Senior Director of Strategic Alliances
LexisNexis Risk Solutions - Government

Workplace performance bonuses are a great thing, unless they are driven by incentives that can send you to jail. That is the case for a pair of Texas women who were convicted recently on six counts of healthcare fraud that involved overbilling the federal workers’ compensation program out of $5.5 million.

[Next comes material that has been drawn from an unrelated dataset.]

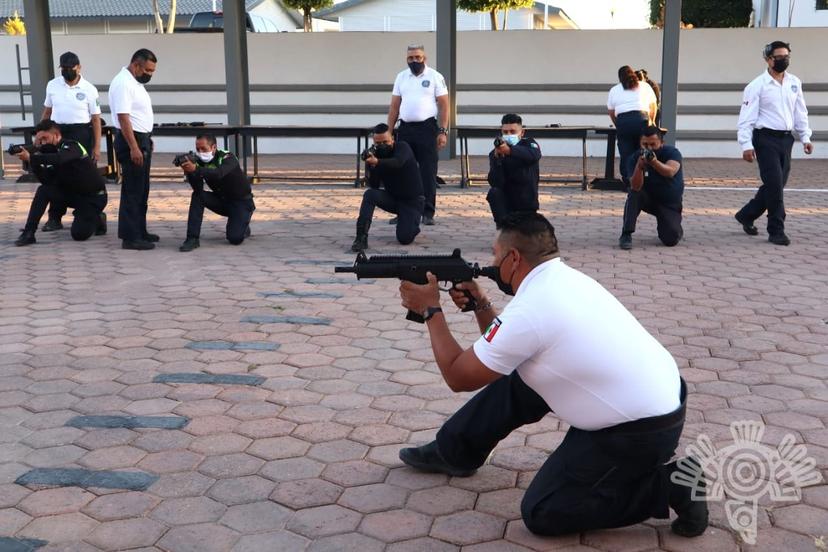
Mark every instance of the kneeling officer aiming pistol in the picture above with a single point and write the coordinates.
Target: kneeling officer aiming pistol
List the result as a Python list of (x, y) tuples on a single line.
[(413, 268)]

The two women – a 48-year-old from Lorena and a 42-year-old from Grand Prairie – worked in the billing office for Dr. Les Benson, an emergency medicine physician in Waco and former pro football player with the Dallas Cowboys in the 1970s. (Now there’s a convenient connection to people at risk of injuries.)

Benson was indicted on related fraud charges and his medical license was suspended in 2018. (Although he was not mentioned in court documents involving the billing clerks.)

Criminal complaints stated that “Physician A” incentivized the billing clerks to maximize billing by offering a bonus if their respective clinics billed more than $50,000 per week. (That’s an odd business model for a practitioner who supposedly cares about his patients.) The billing clerks submitted and/or taught others to submit false healthcare claims between January 2011 and March 2017.

A federal jury convicted the Lorena woman after a five-day trial. The Grand Prairie woman pleaded guilty to healthcare fraud and is scheduled to be sentenced in March for billing the Department of Labor’s Office of Workers Compensation for more physical therapy work than was performed.

Today’s Fraud of the Day comes from the news report, “Texas Woman Convicted in $5.5 Million Health Care Fraud Scheme, DOJ Says,” published Dec. 14, 2019.

A Texas woman was convicted Friday on six counts of health care fraud in connection with a $5.5 million federal workers’ compensation overbilling scheme, U.S. Justice Department officials said.

Melissa Sumerour, 48, of Lorena, was found guilty by a federal jury following a five-day trial, DOJ officials said in a statement.